ANDRE CHUNG FOR THE WASHINGTON POST

Like many historically black colleges and universities, Howard University in Washington, D.C., had white founders.

MYTH NO. 4 Students are fleeing HBCUs. Indeed, some HBCUs have seen declining enrollment. But writing for The Washington Post last year, Dillard University President Walter Kimbrough pointed to an uptick in enrollment at a number of HBCUs. “Freshman enrollment is up 49 percent at Shaw University, 39 percent at South Carolina State, 32 percent at Tuskegee University, 30 percent at Virginia State University, 22 percent at Dillard University, 22 percent at Central State University, 20 percent at Florida Memorial University, and 19 percent at Delaware State University. Dillard, Philander Smith College (overall enrollment up 29 percent) and South Carolina State University all rely on overflow housing to accommodate the influx of students,” he wrote.
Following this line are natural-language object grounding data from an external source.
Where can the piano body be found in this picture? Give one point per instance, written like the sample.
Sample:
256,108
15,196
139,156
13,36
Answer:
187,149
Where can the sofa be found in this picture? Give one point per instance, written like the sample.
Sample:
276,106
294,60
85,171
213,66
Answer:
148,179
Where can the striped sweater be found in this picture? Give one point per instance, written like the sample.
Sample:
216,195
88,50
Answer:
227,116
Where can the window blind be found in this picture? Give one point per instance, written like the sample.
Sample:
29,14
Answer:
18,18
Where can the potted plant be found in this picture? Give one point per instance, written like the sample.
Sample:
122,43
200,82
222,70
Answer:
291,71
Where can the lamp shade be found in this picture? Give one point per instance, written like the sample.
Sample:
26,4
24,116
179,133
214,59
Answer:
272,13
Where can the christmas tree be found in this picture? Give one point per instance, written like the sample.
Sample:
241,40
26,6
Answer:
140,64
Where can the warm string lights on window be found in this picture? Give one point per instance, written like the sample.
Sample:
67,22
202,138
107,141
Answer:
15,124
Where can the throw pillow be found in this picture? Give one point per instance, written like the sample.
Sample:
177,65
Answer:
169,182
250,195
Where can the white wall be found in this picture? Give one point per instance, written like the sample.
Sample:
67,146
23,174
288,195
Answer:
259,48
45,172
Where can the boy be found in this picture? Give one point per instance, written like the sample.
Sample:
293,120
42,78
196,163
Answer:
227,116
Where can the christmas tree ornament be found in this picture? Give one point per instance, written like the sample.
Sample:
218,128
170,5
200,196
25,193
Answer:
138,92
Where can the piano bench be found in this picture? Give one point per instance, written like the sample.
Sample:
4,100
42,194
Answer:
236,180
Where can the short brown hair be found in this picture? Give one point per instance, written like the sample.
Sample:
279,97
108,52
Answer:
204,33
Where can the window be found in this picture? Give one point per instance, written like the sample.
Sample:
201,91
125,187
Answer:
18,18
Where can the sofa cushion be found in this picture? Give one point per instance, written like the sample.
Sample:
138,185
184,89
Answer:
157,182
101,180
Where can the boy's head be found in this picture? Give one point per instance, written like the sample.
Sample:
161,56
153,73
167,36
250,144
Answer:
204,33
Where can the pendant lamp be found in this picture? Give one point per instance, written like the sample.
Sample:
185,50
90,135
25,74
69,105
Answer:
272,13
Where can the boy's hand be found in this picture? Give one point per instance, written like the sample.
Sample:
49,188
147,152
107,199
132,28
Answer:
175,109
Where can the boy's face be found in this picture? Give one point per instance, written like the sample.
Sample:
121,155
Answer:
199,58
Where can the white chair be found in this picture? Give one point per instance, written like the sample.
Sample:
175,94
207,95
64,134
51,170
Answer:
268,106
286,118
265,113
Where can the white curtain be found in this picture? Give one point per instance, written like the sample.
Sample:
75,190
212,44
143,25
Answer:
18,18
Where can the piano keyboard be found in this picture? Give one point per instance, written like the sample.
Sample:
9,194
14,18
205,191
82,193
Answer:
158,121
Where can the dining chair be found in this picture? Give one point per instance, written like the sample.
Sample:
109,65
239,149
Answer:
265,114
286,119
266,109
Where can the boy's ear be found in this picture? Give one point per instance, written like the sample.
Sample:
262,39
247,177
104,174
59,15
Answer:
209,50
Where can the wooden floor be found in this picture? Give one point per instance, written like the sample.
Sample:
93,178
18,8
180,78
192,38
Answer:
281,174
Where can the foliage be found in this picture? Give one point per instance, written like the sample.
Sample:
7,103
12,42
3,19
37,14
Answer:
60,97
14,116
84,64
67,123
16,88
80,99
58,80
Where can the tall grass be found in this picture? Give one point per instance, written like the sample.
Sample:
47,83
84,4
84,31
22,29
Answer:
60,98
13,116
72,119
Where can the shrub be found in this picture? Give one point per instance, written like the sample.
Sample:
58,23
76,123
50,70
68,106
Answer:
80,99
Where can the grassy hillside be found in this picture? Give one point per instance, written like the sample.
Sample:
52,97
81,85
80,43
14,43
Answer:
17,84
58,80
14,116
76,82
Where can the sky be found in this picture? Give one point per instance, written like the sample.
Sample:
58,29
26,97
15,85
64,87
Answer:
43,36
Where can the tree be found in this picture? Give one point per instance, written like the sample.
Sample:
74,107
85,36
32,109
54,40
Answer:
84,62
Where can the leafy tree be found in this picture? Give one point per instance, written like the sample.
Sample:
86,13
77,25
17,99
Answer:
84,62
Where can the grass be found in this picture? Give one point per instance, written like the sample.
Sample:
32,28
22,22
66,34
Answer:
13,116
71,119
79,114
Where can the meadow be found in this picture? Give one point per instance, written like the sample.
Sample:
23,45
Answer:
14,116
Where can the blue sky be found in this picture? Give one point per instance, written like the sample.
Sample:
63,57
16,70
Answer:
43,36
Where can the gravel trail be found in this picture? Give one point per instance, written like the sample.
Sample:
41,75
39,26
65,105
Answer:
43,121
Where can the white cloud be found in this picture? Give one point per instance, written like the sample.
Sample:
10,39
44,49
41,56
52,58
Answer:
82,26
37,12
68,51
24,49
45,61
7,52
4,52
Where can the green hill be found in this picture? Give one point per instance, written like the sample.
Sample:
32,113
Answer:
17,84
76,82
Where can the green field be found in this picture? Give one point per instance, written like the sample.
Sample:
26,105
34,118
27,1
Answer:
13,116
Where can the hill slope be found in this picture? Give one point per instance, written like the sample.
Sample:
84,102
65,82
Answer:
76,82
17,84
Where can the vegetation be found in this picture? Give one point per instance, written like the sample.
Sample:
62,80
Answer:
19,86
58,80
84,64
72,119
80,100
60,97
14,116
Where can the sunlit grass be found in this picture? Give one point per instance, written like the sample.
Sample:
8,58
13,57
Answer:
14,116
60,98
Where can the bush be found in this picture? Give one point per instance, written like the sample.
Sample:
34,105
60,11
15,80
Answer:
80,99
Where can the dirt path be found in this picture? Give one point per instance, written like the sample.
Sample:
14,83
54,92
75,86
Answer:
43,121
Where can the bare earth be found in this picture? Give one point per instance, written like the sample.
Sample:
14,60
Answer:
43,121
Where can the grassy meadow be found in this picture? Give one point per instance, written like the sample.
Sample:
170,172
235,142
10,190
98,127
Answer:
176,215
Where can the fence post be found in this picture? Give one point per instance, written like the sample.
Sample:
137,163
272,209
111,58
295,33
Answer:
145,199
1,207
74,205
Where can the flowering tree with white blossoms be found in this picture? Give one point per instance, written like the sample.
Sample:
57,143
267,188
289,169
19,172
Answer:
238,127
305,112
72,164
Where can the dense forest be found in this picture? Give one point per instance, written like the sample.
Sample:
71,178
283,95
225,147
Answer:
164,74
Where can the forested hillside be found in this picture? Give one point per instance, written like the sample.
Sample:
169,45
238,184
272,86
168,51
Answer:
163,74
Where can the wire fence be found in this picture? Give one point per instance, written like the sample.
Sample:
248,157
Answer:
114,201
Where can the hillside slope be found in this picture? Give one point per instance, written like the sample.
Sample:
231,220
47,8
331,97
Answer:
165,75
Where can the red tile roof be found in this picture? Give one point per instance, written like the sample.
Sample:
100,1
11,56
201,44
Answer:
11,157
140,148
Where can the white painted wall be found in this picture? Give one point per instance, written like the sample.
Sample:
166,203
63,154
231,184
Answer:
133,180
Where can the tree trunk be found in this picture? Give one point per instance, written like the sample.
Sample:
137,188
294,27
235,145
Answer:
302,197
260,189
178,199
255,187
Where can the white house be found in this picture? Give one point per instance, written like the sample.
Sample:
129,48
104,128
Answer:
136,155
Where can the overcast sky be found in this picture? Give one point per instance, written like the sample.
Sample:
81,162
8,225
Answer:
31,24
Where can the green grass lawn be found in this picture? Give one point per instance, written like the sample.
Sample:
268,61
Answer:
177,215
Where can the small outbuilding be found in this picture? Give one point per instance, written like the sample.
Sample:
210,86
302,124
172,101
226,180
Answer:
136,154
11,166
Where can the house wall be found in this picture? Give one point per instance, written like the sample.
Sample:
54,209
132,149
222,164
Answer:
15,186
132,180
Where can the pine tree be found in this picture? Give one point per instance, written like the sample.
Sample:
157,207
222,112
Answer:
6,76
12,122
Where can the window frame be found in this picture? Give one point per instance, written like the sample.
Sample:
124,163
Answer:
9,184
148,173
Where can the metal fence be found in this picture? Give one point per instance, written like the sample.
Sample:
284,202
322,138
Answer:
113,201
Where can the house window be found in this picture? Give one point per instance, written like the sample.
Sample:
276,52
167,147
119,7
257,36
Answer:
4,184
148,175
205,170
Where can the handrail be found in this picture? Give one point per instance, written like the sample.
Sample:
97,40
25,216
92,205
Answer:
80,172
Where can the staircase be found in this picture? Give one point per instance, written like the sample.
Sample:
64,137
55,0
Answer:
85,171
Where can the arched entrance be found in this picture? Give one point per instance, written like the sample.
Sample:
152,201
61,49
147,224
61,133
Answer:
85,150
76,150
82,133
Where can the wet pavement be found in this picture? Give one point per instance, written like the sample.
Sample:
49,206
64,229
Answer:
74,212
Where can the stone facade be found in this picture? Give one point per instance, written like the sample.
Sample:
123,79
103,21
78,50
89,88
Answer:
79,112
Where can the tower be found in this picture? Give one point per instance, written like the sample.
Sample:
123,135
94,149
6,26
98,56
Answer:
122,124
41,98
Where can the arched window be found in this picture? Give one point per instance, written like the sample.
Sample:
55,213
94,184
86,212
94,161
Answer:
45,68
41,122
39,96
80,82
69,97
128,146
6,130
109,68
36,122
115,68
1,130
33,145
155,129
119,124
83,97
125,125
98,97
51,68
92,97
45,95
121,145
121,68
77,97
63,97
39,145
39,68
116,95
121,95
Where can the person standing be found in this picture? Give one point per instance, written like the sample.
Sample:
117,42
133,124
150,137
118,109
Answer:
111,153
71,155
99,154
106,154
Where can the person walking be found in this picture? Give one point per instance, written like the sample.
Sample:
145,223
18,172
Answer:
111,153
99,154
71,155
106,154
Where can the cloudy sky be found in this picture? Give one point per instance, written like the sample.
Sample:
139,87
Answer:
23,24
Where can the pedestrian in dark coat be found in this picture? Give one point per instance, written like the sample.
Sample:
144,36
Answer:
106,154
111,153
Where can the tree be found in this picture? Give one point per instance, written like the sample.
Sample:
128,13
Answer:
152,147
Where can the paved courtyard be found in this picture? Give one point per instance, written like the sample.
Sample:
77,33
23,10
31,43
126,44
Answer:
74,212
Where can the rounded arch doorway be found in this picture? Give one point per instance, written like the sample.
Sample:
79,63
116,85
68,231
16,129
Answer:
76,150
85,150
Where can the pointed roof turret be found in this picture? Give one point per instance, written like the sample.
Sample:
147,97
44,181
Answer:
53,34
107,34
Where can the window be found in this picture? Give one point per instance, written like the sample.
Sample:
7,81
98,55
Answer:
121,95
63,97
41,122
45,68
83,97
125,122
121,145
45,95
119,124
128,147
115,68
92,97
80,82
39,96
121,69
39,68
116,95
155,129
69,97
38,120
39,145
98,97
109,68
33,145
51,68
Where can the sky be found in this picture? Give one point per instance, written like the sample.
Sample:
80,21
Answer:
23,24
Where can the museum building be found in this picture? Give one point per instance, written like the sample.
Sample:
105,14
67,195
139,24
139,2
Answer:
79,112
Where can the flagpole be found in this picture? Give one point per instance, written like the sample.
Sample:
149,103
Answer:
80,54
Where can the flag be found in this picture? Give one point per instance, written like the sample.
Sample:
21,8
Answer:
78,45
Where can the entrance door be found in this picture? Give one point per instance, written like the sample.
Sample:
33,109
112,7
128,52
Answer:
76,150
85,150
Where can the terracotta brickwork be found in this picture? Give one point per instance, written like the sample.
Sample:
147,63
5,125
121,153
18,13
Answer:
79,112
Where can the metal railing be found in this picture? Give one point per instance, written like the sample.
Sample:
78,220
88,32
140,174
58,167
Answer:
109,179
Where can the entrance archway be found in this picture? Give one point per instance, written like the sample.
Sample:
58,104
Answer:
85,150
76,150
MYTH NO. 5 Obama was anti-HBCU. President Barack Obama’s first budget called for a $73 million cut in funding for HBCUs. (The next year, that money was restored.) In 2011, the administration tightened loan standards, resulting in a 36 percent reduction in federal

PLUS loans available to HBCU parents and causing a number of students to interrupt their college educations. The new rules disproportionately affected schools that served a high share of disadvantaged students. A Post analysis found that the move translated to an annual cut of more than $150 million for HBCUs. The Obama administration acknowledged the unintended impact and took steps to adjust the loan rules. Morehouse President John Silvanus Wilson Jr., a former director of Obama’s initiative on HBCUs, told Inside Higher Ed last year: “It is a fact that just before President Obama took office, total annual federal funding to HBCUs was under $4 billion. During his first term, that figure climbed to nearly $5.2 billion, largely based on a very intentional boost in federal grants and loans to HBCU students. To this day, HBCUs are getting nearly $1 billion more per year than they were getting when Obama took office. That is not the behavior of a leader who thinks these institutions do not matter.” n Carswell is a lecturer at the Howard University School of Communications and a former deputy managing editor of The Washington Post.